A organização Tribunal de Justiça de Minas Gerais, como representativa de outros tribunais de grande porte, possui simbolizando sua estrutura administrativa um organograma simples, sendo também utilizado um design direto para a concepção do Mapa Estratégico, tendo como norte a melhoria na efetividade da prestação jurisdicional, de acordo com a Missão preconizada, e está de acordo com a apresentação de metas, consubstanciadas em macrodesafios.

Assim, mesmo com o salto qualitativo trazido pelo o advento da Resolução nº 823 (2016) sobre o Planejamento e a Gestão Estratégica no âmbito do TJMG, normalmente no âmbito do Poder Judiciário nacional as ações estratégicas enfatizam à diminuição quantitativa do acervo de processos, com ênfase no maior atendimento da demanda, preocupação com o nível de criticidade, resolução de conflitos através da conciliação, fatos que apresentam uma preocupação estatística  não necessariamente vinculada primordialmente à qualidade da prestação jurisdicional, embora não se perca de vista a busca constante do respeito à duração razoável do processo.

O planejamento estratégico e o plano de gestão seguem a busca na efetividade na prestação jurisdicional, através da identificação das tendências atuais e busca de um cenário desejado através da formulação de macrodesafios, porém por vezes peca em concentrar esforços na administração dos efeitos de uma anomalia, em vez de discutir suas causas.
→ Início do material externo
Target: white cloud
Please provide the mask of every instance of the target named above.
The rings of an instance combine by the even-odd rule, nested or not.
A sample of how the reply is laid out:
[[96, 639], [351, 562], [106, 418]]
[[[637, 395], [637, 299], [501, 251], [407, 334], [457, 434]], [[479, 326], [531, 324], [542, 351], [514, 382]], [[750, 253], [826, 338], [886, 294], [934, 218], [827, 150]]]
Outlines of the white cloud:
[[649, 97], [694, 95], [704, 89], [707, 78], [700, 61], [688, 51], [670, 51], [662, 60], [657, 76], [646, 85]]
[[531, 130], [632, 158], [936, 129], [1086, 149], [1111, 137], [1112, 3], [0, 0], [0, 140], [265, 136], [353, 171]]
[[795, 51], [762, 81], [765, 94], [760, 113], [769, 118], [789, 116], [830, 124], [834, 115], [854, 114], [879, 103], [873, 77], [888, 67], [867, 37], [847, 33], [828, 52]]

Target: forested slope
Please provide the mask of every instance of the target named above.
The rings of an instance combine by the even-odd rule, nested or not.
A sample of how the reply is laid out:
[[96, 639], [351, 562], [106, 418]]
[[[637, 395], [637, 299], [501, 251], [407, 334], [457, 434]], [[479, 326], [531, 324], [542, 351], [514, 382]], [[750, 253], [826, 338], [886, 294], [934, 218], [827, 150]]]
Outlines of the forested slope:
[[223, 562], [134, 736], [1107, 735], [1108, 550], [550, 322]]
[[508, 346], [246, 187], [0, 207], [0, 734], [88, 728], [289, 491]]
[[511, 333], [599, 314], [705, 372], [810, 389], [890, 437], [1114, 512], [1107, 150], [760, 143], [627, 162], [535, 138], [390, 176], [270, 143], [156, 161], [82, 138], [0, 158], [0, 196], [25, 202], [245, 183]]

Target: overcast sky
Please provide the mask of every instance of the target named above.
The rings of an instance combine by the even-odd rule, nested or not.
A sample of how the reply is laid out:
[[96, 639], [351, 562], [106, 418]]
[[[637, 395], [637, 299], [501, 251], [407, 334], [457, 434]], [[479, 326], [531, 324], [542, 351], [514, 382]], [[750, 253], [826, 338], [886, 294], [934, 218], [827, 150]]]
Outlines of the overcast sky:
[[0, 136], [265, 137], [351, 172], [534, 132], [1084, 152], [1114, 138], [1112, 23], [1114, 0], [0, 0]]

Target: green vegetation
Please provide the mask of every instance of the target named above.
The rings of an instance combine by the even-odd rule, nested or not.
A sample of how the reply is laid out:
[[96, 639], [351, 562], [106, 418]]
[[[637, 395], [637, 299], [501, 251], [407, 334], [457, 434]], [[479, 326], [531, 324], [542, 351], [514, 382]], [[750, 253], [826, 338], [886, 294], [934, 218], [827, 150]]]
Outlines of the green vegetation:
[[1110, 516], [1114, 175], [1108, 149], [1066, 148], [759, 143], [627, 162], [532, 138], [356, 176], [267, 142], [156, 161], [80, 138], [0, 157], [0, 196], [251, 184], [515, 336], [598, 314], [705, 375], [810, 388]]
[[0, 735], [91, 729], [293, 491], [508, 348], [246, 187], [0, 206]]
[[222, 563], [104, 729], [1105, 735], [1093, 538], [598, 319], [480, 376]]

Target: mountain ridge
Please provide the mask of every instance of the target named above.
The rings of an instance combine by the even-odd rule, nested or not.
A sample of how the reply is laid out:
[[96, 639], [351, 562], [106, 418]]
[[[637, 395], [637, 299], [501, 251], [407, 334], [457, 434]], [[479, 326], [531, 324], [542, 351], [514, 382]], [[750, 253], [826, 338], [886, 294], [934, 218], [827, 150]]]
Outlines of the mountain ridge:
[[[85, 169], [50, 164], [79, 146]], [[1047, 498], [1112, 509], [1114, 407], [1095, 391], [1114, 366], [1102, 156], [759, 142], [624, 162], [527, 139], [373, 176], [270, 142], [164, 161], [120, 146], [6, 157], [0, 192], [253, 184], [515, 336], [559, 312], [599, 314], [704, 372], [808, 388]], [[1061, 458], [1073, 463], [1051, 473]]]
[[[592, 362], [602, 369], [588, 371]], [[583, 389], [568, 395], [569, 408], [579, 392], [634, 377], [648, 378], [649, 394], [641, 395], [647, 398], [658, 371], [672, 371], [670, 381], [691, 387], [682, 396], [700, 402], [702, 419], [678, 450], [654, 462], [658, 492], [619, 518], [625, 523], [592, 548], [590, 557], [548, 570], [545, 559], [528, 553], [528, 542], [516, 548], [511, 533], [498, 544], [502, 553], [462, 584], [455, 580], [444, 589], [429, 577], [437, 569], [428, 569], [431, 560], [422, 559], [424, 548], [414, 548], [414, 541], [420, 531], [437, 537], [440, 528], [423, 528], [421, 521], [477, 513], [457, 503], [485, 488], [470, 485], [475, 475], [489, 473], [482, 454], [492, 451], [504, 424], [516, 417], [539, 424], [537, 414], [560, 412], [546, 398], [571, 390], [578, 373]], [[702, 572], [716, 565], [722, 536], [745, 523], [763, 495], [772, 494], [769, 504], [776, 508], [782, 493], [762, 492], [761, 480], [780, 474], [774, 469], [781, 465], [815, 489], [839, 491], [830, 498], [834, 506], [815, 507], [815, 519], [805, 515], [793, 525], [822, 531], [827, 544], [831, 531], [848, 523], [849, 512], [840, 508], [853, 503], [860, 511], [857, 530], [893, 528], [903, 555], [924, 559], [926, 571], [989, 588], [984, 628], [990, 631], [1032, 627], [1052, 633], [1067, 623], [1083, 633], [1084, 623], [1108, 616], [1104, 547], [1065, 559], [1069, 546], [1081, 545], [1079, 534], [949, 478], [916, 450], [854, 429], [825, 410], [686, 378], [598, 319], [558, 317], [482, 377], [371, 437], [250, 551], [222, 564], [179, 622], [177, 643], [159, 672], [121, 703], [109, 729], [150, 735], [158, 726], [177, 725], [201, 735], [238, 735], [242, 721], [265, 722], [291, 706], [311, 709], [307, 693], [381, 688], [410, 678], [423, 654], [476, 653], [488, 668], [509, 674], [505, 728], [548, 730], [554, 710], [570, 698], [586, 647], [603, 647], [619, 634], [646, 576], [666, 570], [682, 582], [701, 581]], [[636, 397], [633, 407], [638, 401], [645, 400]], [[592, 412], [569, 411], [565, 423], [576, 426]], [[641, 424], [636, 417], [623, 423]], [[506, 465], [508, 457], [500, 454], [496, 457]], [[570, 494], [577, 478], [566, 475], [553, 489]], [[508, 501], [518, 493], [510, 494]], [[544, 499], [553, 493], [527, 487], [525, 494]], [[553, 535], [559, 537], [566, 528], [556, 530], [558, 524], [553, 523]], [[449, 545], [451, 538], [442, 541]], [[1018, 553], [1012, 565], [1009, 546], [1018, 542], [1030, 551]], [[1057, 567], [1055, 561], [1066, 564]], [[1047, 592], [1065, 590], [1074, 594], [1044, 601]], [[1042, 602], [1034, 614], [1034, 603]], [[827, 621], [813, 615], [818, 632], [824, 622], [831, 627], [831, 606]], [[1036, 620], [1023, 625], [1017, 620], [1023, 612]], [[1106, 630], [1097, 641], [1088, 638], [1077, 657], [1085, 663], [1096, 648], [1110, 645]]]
Assim, o Poder Judiciário passa de ultima à prima ratio na resolução de conflitos, situação, inclusive, estimulada pelo próprio Judiciário.

A partilha de funções em equipes pequenas e o compartilhamento de rotinas são objetivos comuns das organizações do Poder Judiciário, tendo sido investido uma quantidade importante de recursos para homogeneização das ações, todavia a estrutura é enorme e diversificada, o que dificulta a análise sistemática das informações comparativas, sem contar que o processo de liderança é historicamente concentrado, já que não é conquistado e, sim, concedido por uma autoridade formal.

Os Sistemas apoiam a Estrutura e a Estratégia, mas quando o fluxo e as próprias decisões são adotados de forma concentrada, de cima para baixo, resta maculado o sentimento de pertencimento dos componentes da organização em relação aos seus valores.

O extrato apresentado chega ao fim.